Mas qual era o verdadeiro propósito do tratado? Segundo Nalder, era uma preparação para a grande obra de Espinosa que estava por vir e que prometia provocar um terremoto nas bases da igreja e que conteria pensamentos chaves para a formação da sociedade moderna atual: a Ética.
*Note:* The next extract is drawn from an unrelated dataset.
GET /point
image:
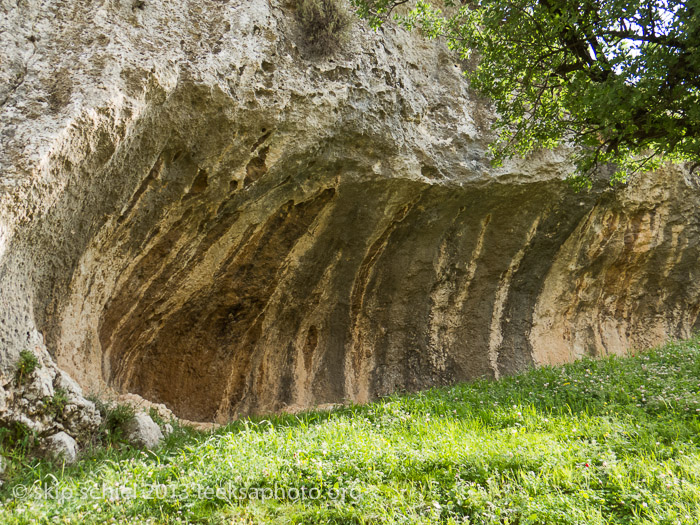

“Em essência ainda um tratado sobre Deus, o homem e seu bem-estar, a Ética foi uma tentativa de prover uma configuração mais plena, mais clara e mais sistemática, ‘à maneira geométrica’, ao seu grandioso projeto metafísico-moral. Uma vez concluída, muitos anos depois, a Magnum opus em cinco partes ofereceria uma rigorosa demonstração do caminho para a felicidade humana em um mundo administrado por estrito determinismo causal e repleto de obstáculo para o nosso bem-estar. ” Explica Steve Nalder, e conclui em seguida: “O Deus de Espinosa não é um ser transcendente, supranatural. Não é dotado dos aspectos psicológicos ou morais atribuídos a Deus por muitas religiões ocidentais. O Deus de Espinosa não manda, não julga e nem faz alianças. Entendimento, vontade, bondade, sabedoria e justiça não fazem parte da essência de Deus. []… Deus não é a providencial espantosa deidade de Abraão. Antes, é a fundamental, eterna, infinita substância da realidade e a causa primeira de todas as coisas. Tudo o mais que existe faz parte (ou é um ‘modo’) da Natureza. “

Esta é uma idéia desconcertante para hoje (os estudiosos chamam estas idéias de panteísmo), imagine para a época. Estes pensamentos filosóficos causaram mudanças profundas na sociedade ocidental.

Certa vez, Albert Einstein respondeu que o seu Deus é o Deus de Espinosa ao ser indagado sobre qual era o seu Deus – Max Jammer, livro Einstein e a religião (2000).

Em um mundo secular em meio a uma guerra mundial religiosa em que a atualidade se encontra, a leitura de Um Livro Forjado no Inferno leva a uma exposição histórica e filosófica das ideias de Espinosa que continuam tão atuais como antes.